Provider concerns aside, beneficiaries are also going to feel the impact of the board's decisions, Grover said. “Many Medicare patients we care for are already underserved and many don't have insurance before obtaining Medicare, and these are the very people you don't want to hurt.”

Because so much of the private insurance system is pegged off Medicare rates, “there's the possibility that there will be a ripple effect” where the board's influence could reach the private insurance market, Grover said. The unknowns surrounding the appointment of this board have created a palpable anxiety among the provider community. “We don't know what the makeup of the board will be, whether it will cut payments to physicians further, if there's going to be unfair utilization review processes or efficiency measures to cut physician pay. I don't know how you can do that without jeopardizing patients' access to care.”

The law does state that physicians and other healthcare providers should have representation on the board.

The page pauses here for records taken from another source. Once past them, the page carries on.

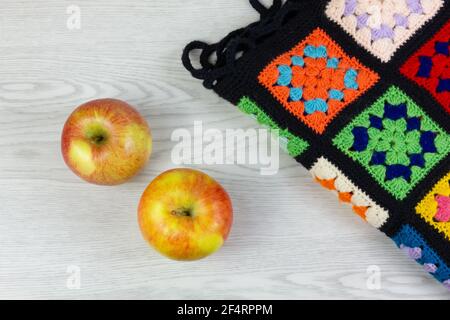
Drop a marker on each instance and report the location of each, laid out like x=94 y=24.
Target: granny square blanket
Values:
x=360 y=93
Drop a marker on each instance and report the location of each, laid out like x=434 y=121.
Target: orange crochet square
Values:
x=435 y=207
x=316 y=80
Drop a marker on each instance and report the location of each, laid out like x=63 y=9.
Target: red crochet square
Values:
x=429 y=66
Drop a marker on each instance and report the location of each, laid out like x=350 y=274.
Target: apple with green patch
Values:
x=185 y=214
x=106 y=141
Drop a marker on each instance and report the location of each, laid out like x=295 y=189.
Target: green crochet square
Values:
x=289 y=142
x=395 y=141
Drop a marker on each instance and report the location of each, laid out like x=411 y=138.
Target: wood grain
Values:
x=290 y=240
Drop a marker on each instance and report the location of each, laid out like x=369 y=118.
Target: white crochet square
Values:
x=382 y=26
x=324 y=170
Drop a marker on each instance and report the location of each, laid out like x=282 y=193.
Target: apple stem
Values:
x=182 y=212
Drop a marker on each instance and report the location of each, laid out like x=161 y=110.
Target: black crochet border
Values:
x=243 y=82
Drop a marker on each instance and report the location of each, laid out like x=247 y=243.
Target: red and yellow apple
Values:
x=185 y=214
x=106 y=141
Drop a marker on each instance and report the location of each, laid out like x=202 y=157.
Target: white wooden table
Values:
x=289 y=239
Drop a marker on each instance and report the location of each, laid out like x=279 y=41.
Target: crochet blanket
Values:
x=360 y=92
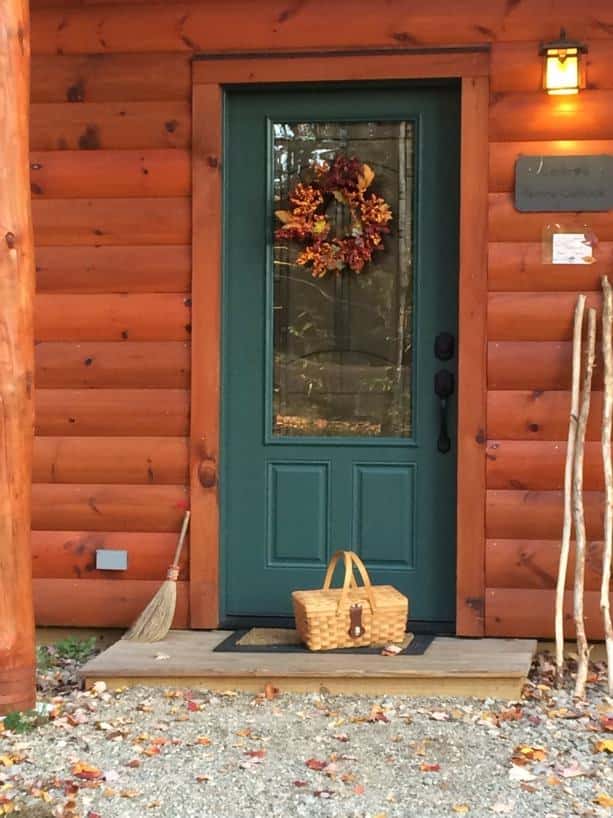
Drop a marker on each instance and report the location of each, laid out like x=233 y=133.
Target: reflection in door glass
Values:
x=343 y=341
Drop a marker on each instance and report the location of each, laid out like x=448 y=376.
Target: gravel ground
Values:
x=184 y=754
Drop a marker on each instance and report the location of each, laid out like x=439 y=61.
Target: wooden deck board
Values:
x=450 y=666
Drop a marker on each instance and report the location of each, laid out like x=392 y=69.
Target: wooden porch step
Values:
x=450 y=667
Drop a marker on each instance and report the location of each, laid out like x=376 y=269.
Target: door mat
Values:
x=285 y=640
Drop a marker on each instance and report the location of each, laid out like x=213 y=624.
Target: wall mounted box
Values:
x=108 y=559
x=564 y=183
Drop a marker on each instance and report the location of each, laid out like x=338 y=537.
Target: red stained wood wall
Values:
x=111 y=123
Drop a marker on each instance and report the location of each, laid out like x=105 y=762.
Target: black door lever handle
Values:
x=444 y=387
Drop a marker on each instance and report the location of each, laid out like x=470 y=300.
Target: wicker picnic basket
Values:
x=351 y=616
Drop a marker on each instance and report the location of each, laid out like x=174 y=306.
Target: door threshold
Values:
x=450 y=666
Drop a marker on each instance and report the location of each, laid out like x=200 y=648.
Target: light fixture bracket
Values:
x=562 y=44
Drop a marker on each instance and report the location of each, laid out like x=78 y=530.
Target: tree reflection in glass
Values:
x=343 y=343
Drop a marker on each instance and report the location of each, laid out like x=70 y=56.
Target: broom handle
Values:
x=175 y=562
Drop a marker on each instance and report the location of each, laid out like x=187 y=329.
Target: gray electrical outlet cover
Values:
x=108 y=559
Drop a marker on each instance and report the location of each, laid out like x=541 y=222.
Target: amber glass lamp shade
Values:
x=562 y=72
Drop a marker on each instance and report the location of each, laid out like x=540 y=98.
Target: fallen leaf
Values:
x=315 y=764
x=503 y=808
x=511 y=714
x=524 y=753
x=606 y=722
x=520 y=774
x=391 y=650
x=270 y=691
x=255 y=753
x=604 y=746
x=377 y=714
x=528 y=787
x=80 y=769
x=572 y=771
x=420 y=748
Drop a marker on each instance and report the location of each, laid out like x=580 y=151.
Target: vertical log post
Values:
x=17 y=652
x=583 y=652
x=607 y=413
x=568 y=482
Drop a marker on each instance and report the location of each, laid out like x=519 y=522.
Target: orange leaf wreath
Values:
x=347 y=180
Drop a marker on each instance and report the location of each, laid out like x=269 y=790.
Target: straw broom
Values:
x=155 y=621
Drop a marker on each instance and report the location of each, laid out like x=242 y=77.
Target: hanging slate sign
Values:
x=563 y=183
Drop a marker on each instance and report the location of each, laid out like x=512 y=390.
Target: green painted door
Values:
x=332 y=431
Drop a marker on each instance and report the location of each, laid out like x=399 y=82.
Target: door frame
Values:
x=210 y=74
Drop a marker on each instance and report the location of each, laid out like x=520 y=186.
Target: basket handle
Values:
x=350 y=559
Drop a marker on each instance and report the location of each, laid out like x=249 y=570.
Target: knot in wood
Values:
x=207 y=474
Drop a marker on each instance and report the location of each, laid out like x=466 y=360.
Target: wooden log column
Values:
x=17 y=652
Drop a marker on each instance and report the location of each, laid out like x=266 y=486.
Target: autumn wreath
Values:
x=347 y=180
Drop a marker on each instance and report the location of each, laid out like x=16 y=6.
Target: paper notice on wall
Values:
x=571 y=248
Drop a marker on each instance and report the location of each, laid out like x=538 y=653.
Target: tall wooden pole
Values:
x=607 y=419
x=583 y=651
x=17 y=652
x=568 y=483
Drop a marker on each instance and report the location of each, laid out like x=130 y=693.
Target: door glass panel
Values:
x=342 y=341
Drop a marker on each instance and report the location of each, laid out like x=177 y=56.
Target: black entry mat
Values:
x=418 y=646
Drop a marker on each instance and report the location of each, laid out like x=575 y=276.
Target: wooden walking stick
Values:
x=155 y=621
x=583 y=652
x=17 y=654
x=568 y=479
x=607 y=413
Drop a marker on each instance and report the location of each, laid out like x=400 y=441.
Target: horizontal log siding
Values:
x=111 y=186
x=530 y=309
x=110 y=135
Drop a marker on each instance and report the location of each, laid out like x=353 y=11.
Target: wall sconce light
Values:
x=562 y=72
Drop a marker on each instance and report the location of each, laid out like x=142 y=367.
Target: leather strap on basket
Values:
x=351 y=559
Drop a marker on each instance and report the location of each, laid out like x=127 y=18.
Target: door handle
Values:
x=444 y=387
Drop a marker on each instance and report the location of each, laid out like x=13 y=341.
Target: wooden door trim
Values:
x=210 y=76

That said, there has to be a balance as far as the board's representation of the different healthcare sectors, Grover said. “You can populate IPAB with the world's best economists, but economists are often wrong,” he said. Something will be lost if enough physicians and hospitals, who see how these decisions affect patients, don't serve on this panel, he said.

Geisinger has been working on the issues of care delivery and payment reform through various programs to improve outcomes and reduce cost for the Medicare population, Haynes said. For that reason, she said, “Geisinger would be willing to consider participation on the IPAB consumer advisory panel, if asked.”